30 November 2007

Domain adaptation vs. transfer learning

The standard classification setting is a input distribution p(X) and a label distribution p(Y|X). Roughly speaking, domain adaptation (DA) is the problem that occurs when p(X) changes between training and test. Transfer learning (TL) is the problem that occurs when p(Y|X) changes between training and test. In other words, in DA the input distribution changes but the labels remain the same; in TL, the input distributions stays the same, but the labels change. The two problems are clearly quite similar, and indeed you see similar (if not identical) techniques being applied to both problems. (Incidentally, you also see papers that are really solving one of the two problems but claim to be solving the other.)

As a brief aside, we actually need to be a bit more specific about the domain adaptation case. In particular, if p(X) changes then we can always encode any alternative labeling function by "hiding" some extra information in p(X). In other words, under the model that p(X) changes, the assumption that p(Y|X) doesn't change is actually vacuous. (Many people have pointed this out, I think I first heard it from Shai Ben-David a few years ago.) It is because of the assumption that theoretical work in domain adaptation has been required to make stronger assumptions. A reasonable one is the assumption that (within a particular concept class---i.e., space of possible classifiers), there exists one that doesn't do too bad on either the source or the target domain. This is a stronger assumption that the "p(Y|X) doesn't change", but actually enables us to do stuff. (Though, see (*) below for a bit more discussion on this assumption.)
Now, beyond the DA versus TL breakdown, there is a further breakdown: for which sides of the problem do we have labeled or unlabeled data. In DA, the two "sides" are the source domain and the target domain. In TL, the two sides are task 1 (the "source" task) and task 2 (the "target" task). In all cases, we want something that does well on the target. Let's enumerate the four possibilities:
  1. Source labeled, target labeled (S+T+)
  2. Source labeled, target only unlabeled (S+T-)
  3. Source only unlabeled, target labeled (S-T+)
  4. Source only unlabeled, target only unlabeled (S-T-)
We can immediately throw away S-T- because this is basically an unsupervised learning problem.

The typical assumption in TL is S+T+. That is, we have labeled data for both tasks. (Typically, it is actually assumed that we have one data set that is labeled for both problems, but I don't feel that this is a necessary assumption.)

In DA, there are two standard settings: S+T+ (this is essentially the side of DA that I have worked on) and S+T- (this is essentially the side of DA that John Blitzer has worked on).

Now, I think it's fair to say that any of the T- settings are impossible for TL. Since we're assuming that the label function changes and can change roughly arbitrarily, it seems like we just have to have some labeled target data. (I.e., unlike the case in DA where we assume a single good classifier exists, this assumption doesn't make sense in TL.)

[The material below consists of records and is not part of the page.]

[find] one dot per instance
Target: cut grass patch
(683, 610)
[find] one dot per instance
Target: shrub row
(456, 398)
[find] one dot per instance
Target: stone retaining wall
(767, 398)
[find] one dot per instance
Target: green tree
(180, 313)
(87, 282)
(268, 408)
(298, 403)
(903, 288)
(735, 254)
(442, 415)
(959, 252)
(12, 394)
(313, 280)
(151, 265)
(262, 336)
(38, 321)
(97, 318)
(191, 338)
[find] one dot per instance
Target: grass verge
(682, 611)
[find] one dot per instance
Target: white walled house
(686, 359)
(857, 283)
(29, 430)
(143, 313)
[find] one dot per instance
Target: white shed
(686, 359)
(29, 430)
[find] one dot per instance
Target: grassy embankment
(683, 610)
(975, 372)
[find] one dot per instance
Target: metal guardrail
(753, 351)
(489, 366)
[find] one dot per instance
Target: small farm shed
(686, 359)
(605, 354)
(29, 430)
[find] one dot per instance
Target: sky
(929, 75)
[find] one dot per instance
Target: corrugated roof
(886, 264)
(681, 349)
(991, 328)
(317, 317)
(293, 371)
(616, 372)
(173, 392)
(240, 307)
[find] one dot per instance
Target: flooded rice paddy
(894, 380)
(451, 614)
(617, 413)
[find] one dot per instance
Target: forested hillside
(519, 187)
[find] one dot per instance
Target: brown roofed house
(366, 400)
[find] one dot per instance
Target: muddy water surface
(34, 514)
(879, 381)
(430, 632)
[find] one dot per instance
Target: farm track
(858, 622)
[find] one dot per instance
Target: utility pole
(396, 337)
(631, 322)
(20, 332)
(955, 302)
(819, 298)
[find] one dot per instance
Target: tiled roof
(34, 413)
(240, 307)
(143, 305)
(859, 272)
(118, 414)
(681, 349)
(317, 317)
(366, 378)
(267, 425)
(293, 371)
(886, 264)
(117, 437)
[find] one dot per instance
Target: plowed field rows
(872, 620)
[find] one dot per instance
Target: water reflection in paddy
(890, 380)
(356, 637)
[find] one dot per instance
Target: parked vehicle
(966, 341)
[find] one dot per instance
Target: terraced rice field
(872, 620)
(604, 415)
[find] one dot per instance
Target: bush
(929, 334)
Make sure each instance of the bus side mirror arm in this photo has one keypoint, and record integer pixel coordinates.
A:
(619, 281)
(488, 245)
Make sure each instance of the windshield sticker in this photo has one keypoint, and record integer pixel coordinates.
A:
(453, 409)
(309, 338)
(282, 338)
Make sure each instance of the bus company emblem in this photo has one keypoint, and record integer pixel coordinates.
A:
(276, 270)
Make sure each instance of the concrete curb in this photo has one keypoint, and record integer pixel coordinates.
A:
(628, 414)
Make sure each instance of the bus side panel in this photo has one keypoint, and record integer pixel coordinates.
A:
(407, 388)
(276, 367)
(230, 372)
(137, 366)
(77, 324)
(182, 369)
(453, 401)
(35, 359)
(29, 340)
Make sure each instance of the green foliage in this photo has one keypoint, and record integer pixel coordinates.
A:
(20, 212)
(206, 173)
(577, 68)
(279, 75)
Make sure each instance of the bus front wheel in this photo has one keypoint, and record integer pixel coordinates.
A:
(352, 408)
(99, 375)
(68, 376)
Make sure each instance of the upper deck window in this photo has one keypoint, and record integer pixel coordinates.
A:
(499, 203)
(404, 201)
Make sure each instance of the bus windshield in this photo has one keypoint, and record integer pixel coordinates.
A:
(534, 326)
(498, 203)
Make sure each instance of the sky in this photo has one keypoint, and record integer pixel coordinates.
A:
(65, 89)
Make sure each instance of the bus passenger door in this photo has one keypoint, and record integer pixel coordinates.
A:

This begs the question: in TL and DA, does the S-T+ setting make any sense?

For DA, the S-T+ setting is a bit hard to argue for from a practical perspective. Usually we want to do DA so that we don't have to label (much) target data. However, one could make a semi-supervised sort of argument here. Maybe it's just hard to come by target data, labeled or otherwise. In this case, we'd like to use a bunch of unlabeled source data to help out. (Though I feel that in this case, we're probably reasonably likely to already have some labeled source.) From a more theoretical perspective, I don't really see anything wrong with it. In fact, any DA algorithm that works in the S+T- setting would stand a reasonable chance here.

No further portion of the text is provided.